Mah, chissà chi lo sa?
Dal mio eremo sempre più distaccato dal mondo, invecchiando e combattendo sempre più con problemi di salute, osservo dietro una cataratta di perplessità, l’ennesimo crescere emotivo di voci di gente che aggiunge virgole ad un discorso pubblico che punta all’ineluttabilità, l’ennesima ineluttabilità, per cui dobbiamo riarmarci contro le evidenti insidie del mondo. Non sarei contrario in via di principio, ripeto, non sono un “pacifista senza se e senza ma” ci sono i se e i ma. Quello che non capisco è come si possa essere così immemori di una coazione a ripetere ormai millenaria senza che nessuno si domandi: come siamo finiti così per l’ennesima volta? Cosa non abbiamo fatto -prima-, cosa non abbiamo pensato -prima-?

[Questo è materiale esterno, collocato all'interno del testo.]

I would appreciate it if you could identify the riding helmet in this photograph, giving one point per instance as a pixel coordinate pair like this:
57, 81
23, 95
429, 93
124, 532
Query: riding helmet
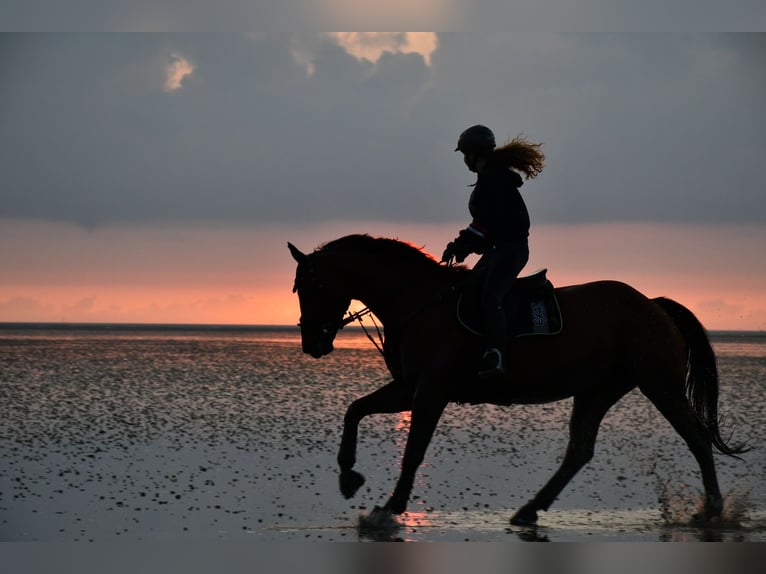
476, 139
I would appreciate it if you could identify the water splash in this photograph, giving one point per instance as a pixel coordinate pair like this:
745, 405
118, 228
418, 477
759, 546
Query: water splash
679, 504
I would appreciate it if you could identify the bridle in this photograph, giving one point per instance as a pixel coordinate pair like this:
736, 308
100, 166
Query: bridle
328, 326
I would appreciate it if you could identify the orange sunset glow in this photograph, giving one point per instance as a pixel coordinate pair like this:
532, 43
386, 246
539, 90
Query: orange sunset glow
56, 273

Come può passare in tre anni un cosiddetto “statista” a esaltarsi per uno spazio comune da Lisbona a Vladivostok (Macron poco prima dell’inizio della guerra russo-ucraina intervista a Le Grand Continent rivista geopolitica francese) all’offrire il proprio “ombrello atomico” contro l’evidente pulsione invasiva dei russi che dopo tre anni controllano nulla più del territorio ucraino preso nel primo mese di guerra senza riuscire ad estenderlo. Come si fa a prendere sul serio gente così?
Così per l’ennesima volta, sonnambuli oggi pure col deambulatore visto che siamo sempre più anziani e non abbiamo neanche sufficienti figli da mandare al massacro in nome dell’ideale, della Patria, del Bene, del Buono e del Bello, di qualche nostro Dio o Ragione di civiltà, della “democrazia e libertà”, inventiamo un progetto “comunitario” che si intitola “Rearm Europe”.
Fatto da gente per la quale tre anni fa il Problema era in Green Deal per salvare i cuccioli di orso in precario equilibrio su una lastra di ghiaccio che hanno perso i genitori morti per fame dovuta ai cambiamenti climatici. Fatto da gente che due anni fa dragava sostanze pubbliche da investire per il futuro delle “Next Generation” ovvero i nostri figli. Gli stessi che oggi si svegliano e ci dicono che dobbiamo distogliere fondi di welfare per armarci anche se, mannaggia, non abbiamo abbastanza giovani da mandare al fronte per difende la nostra serena vecchiaia.
Sarebbe bello poter dire “io non c’ero”, ma onestamente questa volta non possiamo.